Le 11 février, un nouveau gouvernement nous tombait sur la tête. Enfin, nouveau jusqu’à un certain point : le Premier ministre ne change pas. Sur 39 membres, seulement 13 sont des arrivants, en outre surtout parmi les secrétaires d’État. Un détail semble-t-il important aux yeux de nos décideurs, on compte exactement 19 femmes pour 19 hommes. Un véritable gouvernement de parité, comme on dit, même si le CV de certaines de ces dames apparaît bien peu étoffé à la rubrique « activités professionnelles ». Nous avons aussi relevé la participation de neuf membres du corps enseignant, allant du simple instituteur et directeur d’école primaire, pour Jean-Marc Todeschini, jusqu’au maître de conférence, dans le cas de Patrick Kanner, en passant par le prof d’allemand, métier exercé par Jean-Marc Ayrault. Quand même neuf enseignants sur un gouvernement de 39 membres, cela fait 25% des effectifs. Comme si certains éléments de cette profession n’en avaient pas déjà assez fait en démolissant l’Éducation nationale !

On ne compte que cinq nouvelles têtes parmi les ministres : Jean-Marc Ayrault, Jean-Michel Baylet, Emmanuelle Cosse, Jean-Jacques Urvoas et Audrey Azoulay. Encore en est-il deux bien connues : Ayrault, ancien Premier ministre de François Hollande, et Azoulay qui exerçait pour ce dernier des fonctions de conseiller.

Pourquoi ces menus changements ? Bien sûr, il fallait remplacer Christiane Taubira. Hollande ne pouvait surtout pas garder Laurent Fabius. Au détour d’un article, le très informé « Actualité Juive » nous explique la raison de l’évincement de Fabius et de la promotion d’Ayrault : « Jean-Marc Ayrault devrait accorder davantage d’attention au dossier européen que son prédécesseur qui avait fait du Moyen-Orient et de la conférence-climat ses priorités, avec une réussite variable ».

En clair, pour « Actualité Juive », Fabius se mêlait de ce qui ne le regarde pas, le Moyen-Orient. Il est vrai qu’il avait promis de relancer le dialogue israélo-palestinien et menacé de reconnaître l’État palestinien si ses démarches n’aboutissaient pas. On a compris, Ayrault, plus souple, a reçu la consigne de ne plus embêter les Israéliens avec ce dossier qui sent le soufre.
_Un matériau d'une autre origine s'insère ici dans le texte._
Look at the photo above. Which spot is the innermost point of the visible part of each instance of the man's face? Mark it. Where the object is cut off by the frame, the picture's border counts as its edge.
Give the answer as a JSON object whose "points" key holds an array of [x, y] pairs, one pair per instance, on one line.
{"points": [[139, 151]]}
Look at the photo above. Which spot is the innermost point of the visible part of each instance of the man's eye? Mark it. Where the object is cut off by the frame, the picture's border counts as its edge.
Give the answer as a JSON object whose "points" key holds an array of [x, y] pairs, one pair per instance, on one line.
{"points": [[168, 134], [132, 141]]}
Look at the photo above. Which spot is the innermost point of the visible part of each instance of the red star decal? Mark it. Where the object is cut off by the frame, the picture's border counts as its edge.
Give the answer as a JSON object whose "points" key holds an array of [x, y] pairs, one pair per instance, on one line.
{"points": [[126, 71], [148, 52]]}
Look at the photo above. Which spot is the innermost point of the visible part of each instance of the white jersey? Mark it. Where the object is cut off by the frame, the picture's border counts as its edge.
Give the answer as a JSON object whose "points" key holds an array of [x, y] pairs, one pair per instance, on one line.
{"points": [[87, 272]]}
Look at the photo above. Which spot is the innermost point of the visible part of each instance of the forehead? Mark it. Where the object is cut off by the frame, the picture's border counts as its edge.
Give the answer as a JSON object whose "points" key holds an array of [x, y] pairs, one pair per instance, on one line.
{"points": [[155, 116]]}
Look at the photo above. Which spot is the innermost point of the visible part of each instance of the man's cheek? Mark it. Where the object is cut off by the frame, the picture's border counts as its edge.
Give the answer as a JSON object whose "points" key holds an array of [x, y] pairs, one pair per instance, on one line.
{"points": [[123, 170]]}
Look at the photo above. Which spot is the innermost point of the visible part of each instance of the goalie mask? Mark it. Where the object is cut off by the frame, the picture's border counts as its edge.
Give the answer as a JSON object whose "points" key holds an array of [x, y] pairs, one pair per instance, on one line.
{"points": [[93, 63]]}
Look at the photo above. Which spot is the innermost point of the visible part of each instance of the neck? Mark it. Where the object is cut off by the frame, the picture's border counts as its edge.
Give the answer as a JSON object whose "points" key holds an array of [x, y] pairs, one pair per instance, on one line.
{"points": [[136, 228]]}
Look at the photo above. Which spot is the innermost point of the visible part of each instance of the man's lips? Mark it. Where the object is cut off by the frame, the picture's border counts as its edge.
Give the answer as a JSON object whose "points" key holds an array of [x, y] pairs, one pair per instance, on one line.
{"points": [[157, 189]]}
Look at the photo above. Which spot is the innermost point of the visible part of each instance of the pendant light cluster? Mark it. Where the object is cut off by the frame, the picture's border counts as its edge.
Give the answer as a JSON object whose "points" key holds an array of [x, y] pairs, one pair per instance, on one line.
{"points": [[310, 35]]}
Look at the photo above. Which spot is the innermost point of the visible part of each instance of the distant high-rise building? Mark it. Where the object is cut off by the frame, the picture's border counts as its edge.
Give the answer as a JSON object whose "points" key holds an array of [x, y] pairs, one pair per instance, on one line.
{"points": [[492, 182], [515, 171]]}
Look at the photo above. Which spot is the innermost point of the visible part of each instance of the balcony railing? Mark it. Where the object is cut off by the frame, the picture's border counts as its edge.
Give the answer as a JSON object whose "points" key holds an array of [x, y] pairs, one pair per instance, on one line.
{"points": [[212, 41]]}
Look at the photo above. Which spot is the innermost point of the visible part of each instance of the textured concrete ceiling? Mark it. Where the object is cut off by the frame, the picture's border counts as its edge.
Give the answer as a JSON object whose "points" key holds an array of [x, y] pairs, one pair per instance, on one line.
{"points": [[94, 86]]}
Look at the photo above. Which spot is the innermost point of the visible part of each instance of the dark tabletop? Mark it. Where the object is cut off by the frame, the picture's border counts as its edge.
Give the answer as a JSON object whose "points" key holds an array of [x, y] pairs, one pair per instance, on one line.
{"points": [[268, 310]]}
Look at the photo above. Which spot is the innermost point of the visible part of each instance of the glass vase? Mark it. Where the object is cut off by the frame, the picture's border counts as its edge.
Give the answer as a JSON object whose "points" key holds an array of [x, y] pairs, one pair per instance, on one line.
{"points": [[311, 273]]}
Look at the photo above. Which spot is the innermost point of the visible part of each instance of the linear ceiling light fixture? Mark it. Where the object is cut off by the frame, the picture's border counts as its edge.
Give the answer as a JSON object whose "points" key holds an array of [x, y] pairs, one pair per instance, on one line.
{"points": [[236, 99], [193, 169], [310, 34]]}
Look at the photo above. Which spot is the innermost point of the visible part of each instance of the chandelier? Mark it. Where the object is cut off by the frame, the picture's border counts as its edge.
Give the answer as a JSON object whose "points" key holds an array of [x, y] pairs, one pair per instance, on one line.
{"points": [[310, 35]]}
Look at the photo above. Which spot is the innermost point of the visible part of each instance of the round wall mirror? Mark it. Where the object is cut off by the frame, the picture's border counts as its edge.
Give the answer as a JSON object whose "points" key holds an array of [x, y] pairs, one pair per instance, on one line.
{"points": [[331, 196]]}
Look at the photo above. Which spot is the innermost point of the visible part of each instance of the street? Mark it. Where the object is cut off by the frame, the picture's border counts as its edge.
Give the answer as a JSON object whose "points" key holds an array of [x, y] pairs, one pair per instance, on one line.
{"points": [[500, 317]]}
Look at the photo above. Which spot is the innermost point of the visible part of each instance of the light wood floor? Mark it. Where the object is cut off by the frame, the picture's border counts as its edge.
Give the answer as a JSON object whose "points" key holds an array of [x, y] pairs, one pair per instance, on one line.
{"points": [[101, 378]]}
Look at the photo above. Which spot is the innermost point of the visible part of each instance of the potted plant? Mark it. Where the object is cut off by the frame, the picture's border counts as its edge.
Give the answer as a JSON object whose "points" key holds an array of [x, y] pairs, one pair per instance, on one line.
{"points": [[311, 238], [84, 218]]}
« Actualité Juive » va plus loin. « Si les efforts de M. Fabius ont contribué à sceller un accord sur le programme nucléaire iranien et sur la lutte contre le réchauffement climatique, sa position dans la crise syrienne – « ni Assad, ni Daech » – a été contestée pour son irréalisme et a fini par être battue en brèche par l’exécutif dans les derniers mois de l’année 2015 ».

Sur un ton neutre, l’hebdomadaire de la communauté parle de l’accord sur le nucléaire avec l’Iran. Or, avec l’État hébreu dont il soutient systématiquement les positions, il a critiqué avec véhémence la conclusion de ce dossier. En revanche, l’attaque est claire quant à la politique syrienne menée par Fabius au nom de la France. L’option « Ni Assad, ni Daech » est présentée comme « irréaliste ». Pour les Israéliens comprenons-nous. Mais cela semble aussi annoncer un changement de la politique de la France en Syrie.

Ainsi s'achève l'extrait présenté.